Grief – The Hidden Epidemic

“It is estimated that for every death, nine people are affected by bereavement.” Lucy Lloyd. Numbers this large have been compounded by the Covid Pandemic, where grief was so widescale it was often unrecognized and untreated because of isolation and quarantines. 

Add to this the fact that grief and loss are not topics readily discussed in most areas of society, including families. So often, in my conversations with people asking for tips on how to help grieving friends and family, I hear the words “died,” “grief,” or “loss” whispered in their questions. The desire to help is there, but the comfort in discussing grief is not. 

Research informs us that our fear of mortality lies at the center of this awkwardness. This is easily understood because of the components of finality and fear of the unknown that accompany loss. However, if the recent pandemic taught us anything, it taught us that we can’t grieve in a vacuum. We need help, and more and more people are seeking this help.

Emotional / Physical / Behavioral Grief Reactions

  • Emotional – People experience grief in different ways and for different reasons. Grief manifests emotionally as when we find ourselves angry for no reason or feel defensive, fearful, guilty, or any number of other paths our emotions take us. 
  • Physical – Grief can feel like something is physically wrong with us. We have headaches, stomach aches, chest pains, or any pain that feels raw and unexplained.
  • Behavioral – Finally, grief impacts our behaviors. Our eating and sleeping patterns may change, and our ability to interact with others can lead to isolation and loneliness.

So, when I’m asked the question, “What is grief?” I also sense that a person is feeling all these things – that they have experienced grief, and I know how hard this is to cope with, to move forward with, and the seemingly impossible challenge to discover new ways to reclaim meaningful and purposeful life.

Important Definitions

  • Bereavement is the state or condition triggered by loss. When we lose someone or something we are attached to and care deeply about, we are deprived of companionship, affection, customs, practices, and rituals. 
  • Grieving is how we feel and react following loss and includes the full range of emotions and responses to loss, including physical, emotional, and behavioral. 
  • Mourning is what we do immediately following a loss. Mourning practices follow societal/cultural norms, including funeral and burial practices, prayers, and rituals, and provide stability during acutely emotional times. These practices act as bridges from the date of loss to when mourners begin working through loss.

What’s New with Coping with Grief? 

Things have changed since my early days of working with people facing end-of-life, death, and bereavement. But there is still so much to do. Corporate HR policies are constantly being reviewed, and things are improving, especially with larger corporations. Despite this, The Fair Labor Standards Act (FLSA) of the US Department of Labor still indicates that 3-5 days of paid bereavement leave is an appropriate standard and has always implied an impossible timeline for grievers.

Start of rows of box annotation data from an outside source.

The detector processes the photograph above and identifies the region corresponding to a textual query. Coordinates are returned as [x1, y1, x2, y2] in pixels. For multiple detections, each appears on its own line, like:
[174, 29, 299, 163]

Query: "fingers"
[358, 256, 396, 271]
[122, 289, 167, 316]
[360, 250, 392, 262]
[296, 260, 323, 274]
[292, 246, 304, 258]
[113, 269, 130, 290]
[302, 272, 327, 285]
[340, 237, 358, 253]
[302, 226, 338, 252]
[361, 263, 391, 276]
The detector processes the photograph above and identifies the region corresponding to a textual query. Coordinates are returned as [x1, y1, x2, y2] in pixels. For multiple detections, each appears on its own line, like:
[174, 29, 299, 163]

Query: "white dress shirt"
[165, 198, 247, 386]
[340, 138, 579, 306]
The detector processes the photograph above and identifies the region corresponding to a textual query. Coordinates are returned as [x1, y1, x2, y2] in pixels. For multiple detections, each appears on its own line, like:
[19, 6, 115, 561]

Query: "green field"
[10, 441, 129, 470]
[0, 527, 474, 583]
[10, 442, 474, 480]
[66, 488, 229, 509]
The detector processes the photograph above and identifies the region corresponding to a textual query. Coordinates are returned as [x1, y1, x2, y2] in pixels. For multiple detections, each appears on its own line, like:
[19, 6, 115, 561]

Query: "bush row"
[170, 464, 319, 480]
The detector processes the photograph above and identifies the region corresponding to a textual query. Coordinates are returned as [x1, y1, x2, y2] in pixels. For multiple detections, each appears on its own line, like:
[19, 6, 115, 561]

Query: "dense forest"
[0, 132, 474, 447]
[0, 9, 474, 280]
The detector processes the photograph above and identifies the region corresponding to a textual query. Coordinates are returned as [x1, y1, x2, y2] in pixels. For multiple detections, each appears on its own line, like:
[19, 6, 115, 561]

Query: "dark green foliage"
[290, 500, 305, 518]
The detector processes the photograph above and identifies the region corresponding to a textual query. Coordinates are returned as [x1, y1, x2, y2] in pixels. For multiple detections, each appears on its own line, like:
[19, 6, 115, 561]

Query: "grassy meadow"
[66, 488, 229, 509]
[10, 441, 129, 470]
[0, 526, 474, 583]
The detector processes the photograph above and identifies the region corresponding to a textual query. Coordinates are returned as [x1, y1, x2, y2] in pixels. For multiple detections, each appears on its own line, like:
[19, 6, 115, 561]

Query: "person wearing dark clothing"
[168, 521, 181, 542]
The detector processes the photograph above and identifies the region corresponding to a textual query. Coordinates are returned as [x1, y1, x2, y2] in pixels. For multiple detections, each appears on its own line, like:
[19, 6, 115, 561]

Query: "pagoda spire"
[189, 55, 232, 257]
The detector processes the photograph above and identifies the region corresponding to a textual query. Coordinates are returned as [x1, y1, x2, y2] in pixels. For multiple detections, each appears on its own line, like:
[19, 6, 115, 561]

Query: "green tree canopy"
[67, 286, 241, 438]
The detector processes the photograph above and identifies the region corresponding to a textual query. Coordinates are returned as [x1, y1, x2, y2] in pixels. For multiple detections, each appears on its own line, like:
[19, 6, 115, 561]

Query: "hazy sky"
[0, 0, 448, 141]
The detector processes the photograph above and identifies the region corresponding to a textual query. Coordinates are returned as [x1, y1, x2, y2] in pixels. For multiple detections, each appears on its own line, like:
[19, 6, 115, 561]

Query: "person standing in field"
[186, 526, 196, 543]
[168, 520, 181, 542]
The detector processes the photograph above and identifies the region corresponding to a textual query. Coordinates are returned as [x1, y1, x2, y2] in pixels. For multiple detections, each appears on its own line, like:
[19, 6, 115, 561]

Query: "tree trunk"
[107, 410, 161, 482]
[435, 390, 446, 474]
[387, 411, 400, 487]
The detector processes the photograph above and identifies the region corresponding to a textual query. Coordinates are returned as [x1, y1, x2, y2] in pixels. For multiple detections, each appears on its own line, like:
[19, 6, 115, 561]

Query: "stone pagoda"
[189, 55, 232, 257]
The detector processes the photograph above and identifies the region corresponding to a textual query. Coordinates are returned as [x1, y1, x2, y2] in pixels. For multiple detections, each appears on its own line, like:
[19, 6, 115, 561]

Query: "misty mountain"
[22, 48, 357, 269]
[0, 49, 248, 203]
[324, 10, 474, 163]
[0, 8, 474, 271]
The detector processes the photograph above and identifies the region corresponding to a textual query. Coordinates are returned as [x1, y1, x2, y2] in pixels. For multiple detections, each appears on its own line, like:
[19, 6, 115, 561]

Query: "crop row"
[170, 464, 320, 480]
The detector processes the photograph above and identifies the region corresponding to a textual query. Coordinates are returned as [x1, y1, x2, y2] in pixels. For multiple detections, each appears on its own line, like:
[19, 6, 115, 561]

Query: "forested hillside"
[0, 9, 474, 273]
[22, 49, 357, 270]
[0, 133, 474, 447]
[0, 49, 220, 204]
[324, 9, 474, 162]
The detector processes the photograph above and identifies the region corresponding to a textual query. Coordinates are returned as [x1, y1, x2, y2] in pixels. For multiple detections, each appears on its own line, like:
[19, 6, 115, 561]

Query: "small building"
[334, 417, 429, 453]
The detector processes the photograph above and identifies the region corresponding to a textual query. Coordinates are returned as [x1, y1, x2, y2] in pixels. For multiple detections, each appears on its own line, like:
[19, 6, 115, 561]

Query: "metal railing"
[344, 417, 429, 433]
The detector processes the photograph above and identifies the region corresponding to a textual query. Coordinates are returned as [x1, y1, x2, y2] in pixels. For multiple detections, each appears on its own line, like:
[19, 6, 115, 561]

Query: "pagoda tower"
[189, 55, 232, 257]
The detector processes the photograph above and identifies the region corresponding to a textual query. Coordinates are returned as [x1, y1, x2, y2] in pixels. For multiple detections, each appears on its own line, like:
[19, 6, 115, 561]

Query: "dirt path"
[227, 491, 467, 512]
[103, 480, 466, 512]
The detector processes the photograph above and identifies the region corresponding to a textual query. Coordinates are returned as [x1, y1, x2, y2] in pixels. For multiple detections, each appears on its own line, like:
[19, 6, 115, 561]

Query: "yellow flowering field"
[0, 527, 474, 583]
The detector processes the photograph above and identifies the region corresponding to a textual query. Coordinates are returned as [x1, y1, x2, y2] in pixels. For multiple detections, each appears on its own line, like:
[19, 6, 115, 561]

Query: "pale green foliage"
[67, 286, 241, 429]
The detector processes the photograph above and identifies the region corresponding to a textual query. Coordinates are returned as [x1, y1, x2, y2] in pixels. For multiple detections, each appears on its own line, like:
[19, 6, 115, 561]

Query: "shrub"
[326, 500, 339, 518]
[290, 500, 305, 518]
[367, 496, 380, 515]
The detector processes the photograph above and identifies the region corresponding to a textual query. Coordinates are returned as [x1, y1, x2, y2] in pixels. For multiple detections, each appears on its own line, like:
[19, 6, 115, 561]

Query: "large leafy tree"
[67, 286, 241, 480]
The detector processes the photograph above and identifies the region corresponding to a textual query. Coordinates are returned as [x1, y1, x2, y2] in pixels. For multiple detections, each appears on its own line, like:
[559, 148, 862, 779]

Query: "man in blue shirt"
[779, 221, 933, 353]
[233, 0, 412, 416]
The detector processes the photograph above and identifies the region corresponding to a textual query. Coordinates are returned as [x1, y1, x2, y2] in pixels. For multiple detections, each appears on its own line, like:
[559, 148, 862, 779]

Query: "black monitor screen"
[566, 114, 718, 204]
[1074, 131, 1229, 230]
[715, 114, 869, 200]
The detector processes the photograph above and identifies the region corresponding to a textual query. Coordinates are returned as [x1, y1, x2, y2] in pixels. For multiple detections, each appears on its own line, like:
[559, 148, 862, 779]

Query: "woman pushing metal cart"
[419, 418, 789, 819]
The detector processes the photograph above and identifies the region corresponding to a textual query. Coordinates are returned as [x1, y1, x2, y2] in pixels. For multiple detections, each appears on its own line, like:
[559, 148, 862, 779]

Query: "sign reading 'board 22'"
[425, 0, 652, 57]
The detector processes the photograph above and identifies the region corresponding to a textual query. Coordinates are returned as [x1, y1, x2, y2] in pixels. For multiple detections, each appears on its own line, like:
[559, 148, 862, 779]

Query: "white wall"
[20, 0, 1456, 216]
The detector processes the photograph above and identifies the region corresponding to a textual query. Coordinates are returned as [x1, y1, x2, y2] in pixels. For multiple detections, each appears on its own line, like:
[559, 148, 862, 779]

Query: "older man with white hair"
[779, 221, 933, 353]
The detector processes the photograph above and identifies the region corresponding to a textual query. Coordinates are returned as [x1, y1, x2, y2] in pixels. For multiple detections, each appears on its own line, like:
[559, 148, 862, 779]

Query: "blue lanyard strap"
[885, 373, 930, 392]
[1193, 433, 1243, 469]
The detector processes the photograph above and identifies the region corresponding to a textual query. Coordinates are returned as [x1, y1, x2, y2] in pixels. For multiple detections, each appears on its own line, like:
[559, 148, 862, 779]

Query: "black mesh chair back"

Bereavement theory and practice prove that the grieving process is much longer. With adequate education and support, grievers can expect acute grief reactions to lessen over time. Grievers often feel ready to reinvest in living, try new experiences, and build new relationships within the first six to twelve months. 

Complicated or prolonged grief occurs in about ten percent of those who experience loss. This condition requires interventions that occur over more extended periods, mainly with the help of expert grief professionals.

What Helps? Tips for moving forward and rediscovering meaning following a loss.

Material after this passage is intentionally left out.